Microsoft confirmed yesterday that the new Office 2103 will not run on older PCs powered by Windows XP or Vista.
"The new Office will work with Windows 7 and Windows 8," a Microsoft spokesperson said Monday in an email reply to questions about Office 2013 and Office 365. "Vista or XP will not support the new Office."
Users running those operating systems will not be able to advance beyond Office 2010, the suite that launched about seven months after Windows 7.
The omission of the two operating systems means that more than half of all Windows computers – 54.6 percent, to be exact – now in place will be locked out of the upgrade, according to statistics compiled by Web metrics company Net Applications.
Windows 7 does not yet have a majority of all Windows PCs: In June, it powered 45.1 percent of all PCs that went online, said Net Applications. Windows 8, which has not been released except in preview formats, accounted for just 0.2 percent of all copies of Windows.
But those shares are moving targets, and will be different come the release date of Office 2013 and the various Office 365 subscription programs.
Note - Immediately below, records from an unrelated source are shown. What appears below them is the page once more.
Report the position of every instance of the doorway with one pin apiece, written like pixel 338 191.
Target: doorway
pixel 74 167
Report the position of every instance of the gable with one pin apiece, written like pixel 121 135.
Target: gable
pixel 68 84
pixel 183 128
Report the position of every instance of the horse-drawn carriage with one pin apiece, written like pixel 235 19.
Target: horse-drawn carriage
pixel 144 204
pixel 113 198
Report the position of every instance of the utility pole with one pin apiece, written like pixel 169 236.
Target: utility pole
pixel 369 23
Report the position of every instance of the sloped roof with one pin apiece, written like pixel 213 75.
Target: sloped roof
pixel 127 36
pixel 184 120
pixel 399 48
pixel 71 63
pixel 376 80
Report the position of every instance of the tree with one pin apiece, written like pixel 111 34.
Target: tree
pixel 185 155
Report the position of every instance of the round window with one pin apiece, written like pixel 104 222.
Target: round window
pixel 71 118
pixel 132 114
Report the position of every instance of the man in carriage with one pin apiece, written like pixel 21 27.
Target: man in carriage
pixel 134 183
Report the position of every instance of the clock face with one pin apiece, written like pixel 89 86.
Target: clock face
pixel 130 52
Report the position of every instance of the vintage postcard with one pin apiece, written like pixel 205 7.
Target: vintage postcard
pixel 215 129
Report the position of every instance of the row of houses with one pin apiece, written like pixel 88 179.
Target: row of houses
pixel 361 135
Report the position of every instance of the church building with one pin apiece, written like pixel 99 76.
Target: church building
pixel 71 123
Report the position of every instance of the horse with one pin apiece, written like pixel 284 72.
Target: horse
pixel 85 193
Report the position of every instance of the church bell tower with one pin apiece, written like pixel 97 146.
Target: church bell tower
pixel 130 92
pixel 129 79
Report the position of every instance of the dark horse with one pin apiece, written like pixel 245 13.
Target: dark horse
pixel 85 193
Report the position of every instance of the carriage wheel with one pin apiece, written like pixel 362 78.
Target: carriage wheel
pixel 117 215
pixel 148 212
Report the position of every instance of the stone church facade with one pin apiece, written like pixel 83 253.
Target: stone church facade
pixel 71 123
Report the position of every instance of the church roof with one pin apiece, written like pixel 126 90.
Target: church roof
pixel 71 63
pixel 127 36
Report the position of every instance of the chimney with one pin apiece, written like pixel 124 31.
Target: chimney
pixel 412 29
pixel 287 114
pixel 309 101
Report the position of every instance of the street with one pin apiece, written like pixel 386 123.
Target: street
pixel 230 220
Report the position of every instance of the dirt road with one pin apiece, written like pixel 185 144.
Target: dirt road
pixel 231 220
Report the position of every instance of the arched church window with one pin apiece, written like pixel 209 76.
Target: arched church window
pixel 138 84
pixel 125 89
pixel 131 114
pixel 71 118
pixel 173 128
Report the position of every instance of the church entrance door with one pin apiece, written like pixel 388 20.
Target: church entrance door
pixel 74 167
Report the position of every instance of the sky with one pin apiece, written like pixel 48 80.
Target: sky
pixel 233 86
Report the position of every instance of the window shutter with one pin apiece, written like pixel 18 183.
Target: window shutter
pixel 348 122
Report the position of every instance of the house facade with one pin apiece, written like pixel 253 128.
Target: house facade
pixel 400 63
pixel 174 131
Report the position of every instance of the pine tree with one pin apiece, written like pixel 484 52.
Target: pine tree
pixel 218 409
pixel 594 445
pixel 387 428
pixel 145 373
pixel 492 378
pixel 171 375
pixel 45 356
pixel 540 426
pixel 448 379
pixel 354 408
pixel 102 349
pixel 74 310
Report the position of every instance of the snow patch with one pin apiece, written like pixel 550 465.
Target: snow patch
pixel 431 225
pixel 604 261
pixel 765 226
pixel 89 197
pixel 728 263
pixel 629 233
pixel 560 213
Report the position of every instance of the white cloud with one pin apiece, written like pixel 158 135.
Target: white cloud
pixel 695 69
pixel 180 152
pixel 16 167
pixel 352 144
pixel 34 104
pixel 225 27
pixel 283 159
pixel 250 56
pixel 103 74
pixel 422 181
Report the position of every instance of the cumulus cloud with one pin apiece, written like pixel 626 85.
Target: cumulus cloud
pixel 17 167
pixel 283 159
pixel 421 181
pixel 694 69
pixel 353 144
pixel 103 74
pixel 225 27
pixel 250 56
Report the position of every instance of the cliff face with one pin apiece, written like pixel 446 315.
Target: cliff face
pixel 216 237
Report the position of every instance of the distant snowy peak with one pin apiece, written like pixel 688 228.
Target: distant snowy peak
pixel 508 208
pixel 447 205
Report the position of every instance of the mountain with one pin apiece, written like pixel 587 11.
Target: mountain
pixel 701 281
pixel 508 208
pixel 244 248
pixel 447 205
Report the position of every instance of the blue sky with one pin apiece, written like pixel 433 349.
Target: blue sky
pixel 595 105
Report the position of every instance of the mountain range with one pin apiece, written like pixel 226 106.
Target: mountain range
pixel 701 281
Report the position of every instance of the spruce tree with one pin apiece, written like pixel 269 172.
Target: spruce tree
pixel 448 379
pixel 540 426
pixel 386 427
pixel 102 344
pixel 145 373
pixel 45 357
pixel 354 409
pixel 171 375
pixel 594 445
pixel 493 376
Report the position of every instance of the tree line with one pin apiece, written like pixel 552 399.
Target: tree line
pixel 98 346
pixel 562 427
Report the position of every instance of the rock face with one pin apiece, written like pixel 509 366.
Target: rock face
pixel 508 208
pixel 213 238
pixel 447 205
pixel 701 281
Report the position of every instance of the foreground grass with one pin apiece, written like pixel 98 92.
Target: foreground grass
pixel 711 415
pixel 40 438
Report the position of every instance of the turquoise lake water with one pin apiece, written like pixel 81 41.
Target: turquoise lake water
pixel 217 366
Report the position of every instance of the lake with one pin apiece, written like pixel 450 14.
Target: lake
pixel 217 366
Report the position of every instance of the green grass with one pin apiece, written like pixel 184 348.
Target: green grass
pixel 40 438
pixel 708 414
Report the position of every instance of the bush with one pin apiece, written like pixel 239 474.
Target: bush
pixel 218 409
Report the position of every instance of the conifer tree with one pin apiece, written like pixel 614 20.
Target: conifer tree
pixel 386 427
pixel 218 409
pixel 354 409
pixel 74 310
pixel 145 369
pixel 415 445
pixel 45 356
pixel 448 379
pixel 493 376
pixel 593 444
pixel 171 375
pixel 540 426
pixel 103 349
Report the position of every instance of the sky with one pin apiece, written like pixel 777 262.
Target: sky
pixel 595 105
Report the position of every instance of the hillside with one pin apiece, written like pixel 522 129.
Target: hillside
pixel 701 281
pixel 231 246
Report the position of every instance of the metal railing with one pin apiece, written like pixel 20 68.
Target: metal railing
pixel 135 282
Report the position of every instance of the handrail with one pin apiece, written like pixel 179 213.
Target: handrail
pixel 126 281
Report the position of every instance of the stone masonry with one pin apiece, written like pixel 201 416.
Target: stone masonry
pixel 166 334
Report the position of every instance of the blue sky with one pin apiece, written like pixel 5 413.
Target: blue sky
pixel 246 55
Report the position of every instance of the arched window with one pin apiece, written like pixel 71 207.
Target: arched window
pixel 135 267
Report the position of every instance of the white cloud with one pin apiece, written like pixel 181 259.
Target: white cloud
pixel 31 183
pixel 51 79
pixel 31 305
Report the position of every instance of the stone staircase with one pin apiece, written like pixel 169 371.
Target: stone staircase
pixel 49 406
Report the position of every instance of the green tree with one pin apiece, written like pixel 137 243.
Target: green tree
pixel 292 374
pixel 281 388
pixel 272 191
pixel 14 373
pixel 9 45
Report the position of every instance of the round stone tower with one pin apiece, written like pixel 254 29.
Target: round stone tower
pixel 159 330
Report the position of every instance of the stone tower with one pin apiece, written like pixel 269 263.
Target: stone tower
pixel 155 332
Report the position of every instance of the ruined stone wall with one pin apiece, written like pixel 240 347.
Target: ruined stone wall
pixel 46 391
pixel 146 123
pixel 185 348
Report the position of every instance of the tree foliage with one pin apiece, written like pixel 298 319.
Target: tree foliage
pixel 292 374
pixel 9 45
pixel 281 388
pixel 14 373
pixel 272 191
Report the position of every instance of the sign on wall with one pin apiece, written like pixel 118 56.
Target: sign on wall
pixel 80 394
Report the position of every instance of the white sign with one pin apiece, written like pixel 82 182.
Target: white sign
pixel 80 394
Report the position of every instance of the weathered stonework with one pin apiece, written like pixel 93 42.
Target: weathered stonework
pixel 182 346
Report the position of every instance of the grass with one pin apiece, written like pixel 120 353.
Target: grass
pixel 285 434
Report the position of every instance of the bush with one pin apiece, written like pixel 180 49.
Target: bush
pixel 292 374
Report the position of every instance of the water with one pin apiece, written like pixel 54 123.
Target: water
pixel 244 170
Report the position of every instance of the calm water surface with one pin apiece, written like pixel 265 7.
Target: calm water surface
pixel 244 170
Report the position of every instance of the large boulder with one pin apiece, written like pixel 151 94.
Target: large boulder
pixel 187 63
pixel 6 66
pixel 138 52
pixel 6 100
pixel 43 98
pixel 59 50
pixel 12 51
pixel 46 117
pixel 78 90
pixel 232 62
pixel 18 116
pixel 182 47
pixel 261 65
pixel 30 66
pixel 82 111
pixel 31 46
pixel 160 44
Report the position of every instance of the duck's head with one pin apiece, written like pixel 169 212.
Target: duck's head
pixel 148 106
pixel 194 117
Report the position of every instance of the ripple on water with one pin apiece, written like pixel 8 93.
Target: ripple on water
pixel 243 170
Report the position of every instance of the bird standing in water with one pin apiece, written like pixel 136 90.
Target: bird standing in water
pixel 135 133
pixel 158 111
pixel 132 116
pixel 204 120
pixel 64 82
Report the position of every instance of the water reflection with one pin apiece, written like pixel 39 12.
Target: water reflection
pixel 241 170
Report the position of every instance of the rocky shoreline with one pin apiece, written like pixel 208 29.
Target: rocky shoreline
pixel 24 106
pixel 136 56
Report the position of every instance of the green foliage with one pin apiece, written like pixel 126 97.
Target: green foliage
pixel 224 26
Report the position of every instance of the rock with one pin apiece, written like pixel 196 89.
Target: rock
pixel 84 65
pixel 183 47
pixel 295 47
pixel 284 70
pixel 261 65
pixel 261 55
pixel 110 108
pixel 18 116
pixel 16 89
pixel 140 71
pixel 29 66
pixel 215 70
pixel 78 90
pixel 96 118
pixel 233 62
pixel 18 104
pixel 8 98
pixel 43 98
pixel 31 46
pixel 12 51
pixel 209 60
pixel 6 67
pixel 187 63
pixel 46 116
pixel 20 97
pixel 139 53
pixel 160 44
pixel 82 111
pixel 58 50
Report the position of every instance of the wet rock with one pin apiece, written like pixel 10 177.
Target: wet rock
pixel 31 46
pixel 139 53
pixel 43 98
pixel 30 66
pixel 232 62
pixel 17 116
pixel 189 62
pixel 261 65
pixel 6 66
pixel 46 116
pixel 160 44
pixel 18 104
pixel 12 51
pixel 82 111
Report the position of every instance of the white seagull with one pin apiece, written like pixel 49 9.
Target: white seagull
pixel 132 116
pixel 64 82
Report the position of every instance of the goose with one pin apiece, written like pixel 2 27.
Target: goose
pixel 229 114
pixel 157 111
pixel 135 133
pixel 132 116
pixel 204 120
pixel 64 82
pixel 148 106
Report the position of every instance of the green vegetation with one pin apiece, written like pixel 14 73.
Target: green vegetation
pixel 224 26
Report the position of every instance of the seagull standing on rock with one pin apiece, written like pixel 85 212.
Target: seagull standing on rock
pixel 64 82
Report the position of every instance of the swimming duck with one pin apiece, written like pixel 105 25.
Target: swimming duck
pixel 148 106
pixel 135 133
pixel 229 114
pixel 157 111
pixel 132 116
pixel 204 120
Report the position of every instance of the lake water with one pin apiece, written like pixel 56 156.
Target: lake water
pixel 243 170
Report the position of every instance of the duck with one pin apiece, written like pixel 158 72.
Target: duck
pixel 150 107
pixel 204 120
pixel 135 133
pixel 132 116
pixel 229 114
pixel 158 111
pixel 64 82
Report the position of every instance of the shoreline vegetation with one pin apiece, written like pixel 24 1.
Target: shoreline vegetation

It's difficult to project how much more share Windows 7 and Windows 8 will have then, since uptake on Windows 8 would be a blind guess, and no one knows whether Windows 8's gains will come from former XP or Vista users, or from people moving up one edition from Windows 7.
One projection is possible, however: Absent any Windows 8 impact – unlikely, of course – Windows 7 will edge upward to 54.9 percent of all Windows PCs by February 2013, one of the several release dates that has been bandied about.
"It makes sense for them to do this, what with the end of life for XP approaching," said Alan Krans, an analyst with Technology Business Research.